Messe de la Nativité du Seigneur

Abbé Thierry Fouet, à l’église Saint-Joseph, Genève, le 25 décembre 2008
Lectures bibliques : Isaïe 52, 7-10; Hébreux 1, 1-6; Jean 1, 1-18 – Année B

 

C’est une scène bien familière, et si touchante, que de voir des parents, des proches et des amis se pencher sur un berceau. On s’interroge déjà sur l’avenir de bébé et chacun tente de découvrir à qui il peut bien ressembler ! On observe le visage, les yeux, la forme de la bouche, des oreilles tout ce qui fait un visage unique et cependant hérité de toute une lignée et qui permet de reconnaître, parmi les proches, un homme ou une femme….
En ce jour de Noël, les crèches disposées dans nos églises nous invitent à la même démarche : à qui Jésus ressemble-t-il ? Quel est ce visage de Dieu qui vient jusqu’à nous ?
C’est là dans ce tout petit visage, si fragile, c’est là que la lumière incréée, éternelle, prend la forme de deux petits yeux éblouis ; c’est là que la tendresse créatrice se fait bouche qui nous sourit ; c’est là que la puissance divine se fait bras qui se tendent vers nous…. Toutes nos conceptions de Dieu et de l’homme volent en éclats : Dieu-enfant… prenons le temps de nous émerveiller…
Oui sous les traits de ce bébé qui va devenir l’homme – Jésus, Dieu nous montre son vrai visage.
Il n’est pas cette sorte de grand horloger qui organiserait froidement les hommes et les évènements du monde.
Il n’est pas davantage le grand justicier de l’univers pour exclure et punir ou faire peur. Ce sont là des caricatures de Dieu qu’il nous faut vite jeter très loin et démaquiller afin de trouver le visage de l’enfant de Noël, le visage aimant de Dieu.
L’Apôtre et Evangéliste Jean nous déclare aujourd’hui : ne vous trompez pas, ce tout-petit est le Tout-Grand ! cet enfant couché sur la paille : c’est le Fils de Dieu.
Ce bébé qui ne parle pas encore comme nous, mais ne fait que balbutier, faites bien attention, c’est le Verbe, la Parole de Dieu qui se fait chair.
Ce tout petit qui est né il n’y a que quelques heures, attention, il existe de toute éternité auprès du Père.
Ce petit qui va pleurer quand il aura faim, ce petit qui ne sait pas encore faire de discours et qui, comme tous les enfants, devra apprendre à lire et à écrire : il est la Parole éternelle de Dieu, Parole première et dernière, l’Alpha et l’Oméga, Parole créatrice, Parole qui se fait nourriture.
Ce bébé, que l’on aperçoit à peine dans la pénombre de la crèche, attention, il est la Lumière du monde, il est le roi céleste devant qui se prosternent les anges.
Oui attention nous dit Jean car « Dieu… est venu chez les siens et les siens ne l’ont pas reçu! ». Voilà le drame permanent de notre monde.
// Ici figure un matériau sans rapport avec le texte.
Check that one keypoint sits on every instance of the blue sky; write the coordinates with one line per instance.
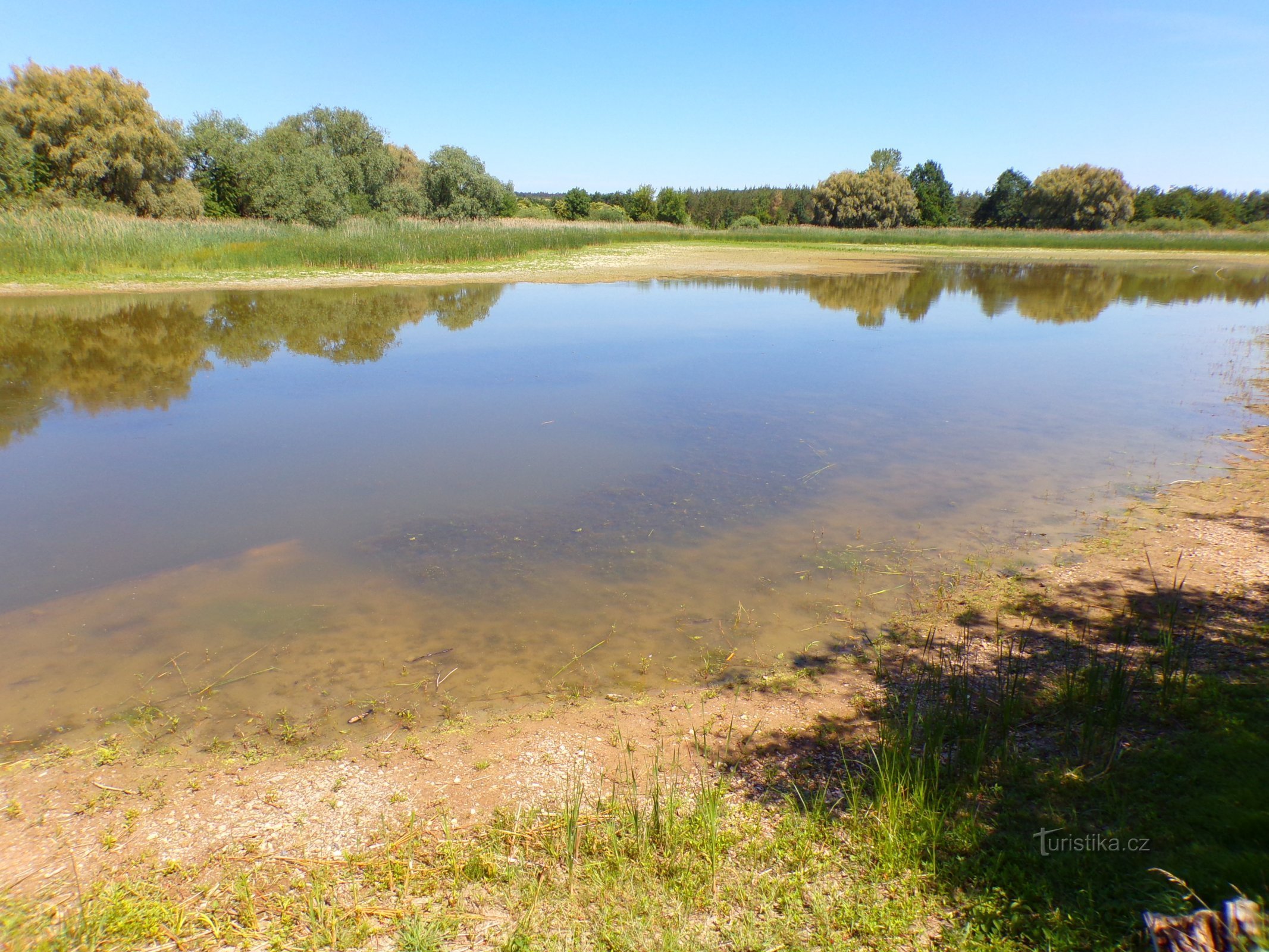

Chers amis, le Dieu de Jésus-Christ, nous n’avons pas à l’imaginer : nous avons à l’accueillir tel qu’il se présente à nous. Il ne nous regarde pas de là-haut, il se fait tout proche de nous. Il se fait intime à nous-mêmes, en nous-mêmes.
Ce petit enfant, le Verbe fait chair, nous pousse à incarner notre foi, à faire ce que nous disons, à incarner cette présence de Dieu en nous, parmi nous, dans ce monde qui est le nôtre aujourd’hui.
La Parole qui se fait chair, Dieu qui se fait homme, ce n’est pas un résultat, ce n’est pas un achèvement, c’est un commencement, c’est une naissance pour chacun. Dès lors plus rien de notre humanité ne lui est étranger : Jésus, par son incarnation, rejoint toute personne, et il accueille toutes les situations, sans exclusive. Grâce à l’enfant-Jésus, je peux regarder Dieu les yeux dans les yeux, accueillir la saveur de la vie et me découvrir, moi aussi, enfant bien-aimé du Père.
Chers amis et téléspectateurs, en ce jour de Noël, Dieu nous invite à écouter en chacun de nous l’enfant-Dieu, à l’accueillir pour le faire grandir en nous, lui la Parole qui fait naître et renaître et se laisse découvrir à ceux qui le cherchent avec les yeux du cœur.
Dieu ne s’est pas fait homme pour jouer ou faire semblant, il n’est pas venu voir « ce que cela fait » d’être un homme. Il est simplement venu se donner par amour, lui-même afin que nous ayons Dieu en nous, Dieu en personne.
C’est la raison pour laquelle l’amour n’en finit pas de naître sur notre terre. C’est Noël chaque fois qu’en me regardant et en regardant un visage d’enfant, de femme, d’homme, j’ose y discerner les traits de Dieu.
Noël nous dit que tout être humain a une valeur infinie aux yeux de Dieu, au point de s’impliquer ainsi complètement dans notre condition terrestre. En venant parmi nous, le Christ nous prend pour ses frères et sœurs, et il nous traite comme tels. Nous sommes de la famille de Dieu. Jésus, visage de Dieu, vient nous montrer notre vrai visage, notre avenir : nous sommes enfants de lumière. Voilà le « gène » spirituel introduit dans notre patrimoine génétique par la venue du Christ.
Stupéfiante humilité de Dieu qui se cache et se révèle sous les traits d’un enfant. Quoi de plus innocent et de plus pur que le regard d’un enfant ? Dans les yeux d’un enfant, de cet enfant-là, même le truand, même l’homme le plus blasé peuvent encore voir briller l’espérance d’un monde d’amour et de paix. Quand Dieu vient sauver l’homme armé jusqu’aux dents ou retranché, prisonnier dans ses forteresses, il prend les yeux d’un enfant pour nous regarder. Son seul pouvoir est celui de l’amour. Un amour désarmant.
Dieu prend la fragilité d’un enfant pour nous donner la force de son amour car dans le corps de ce tout petit, c’est le cœur de Dieu qui bat.
Seigneur tu es le tout-puissant, mais ta puissance est celle d’un bébé : capable d’éveiller, le plus dur des cœurs, à la tendresse et à l’amour. A nous d’incarner ta présence dans la crèche de nos vies quotidiennes en nous regardant comme tu nous regardes.
Amen.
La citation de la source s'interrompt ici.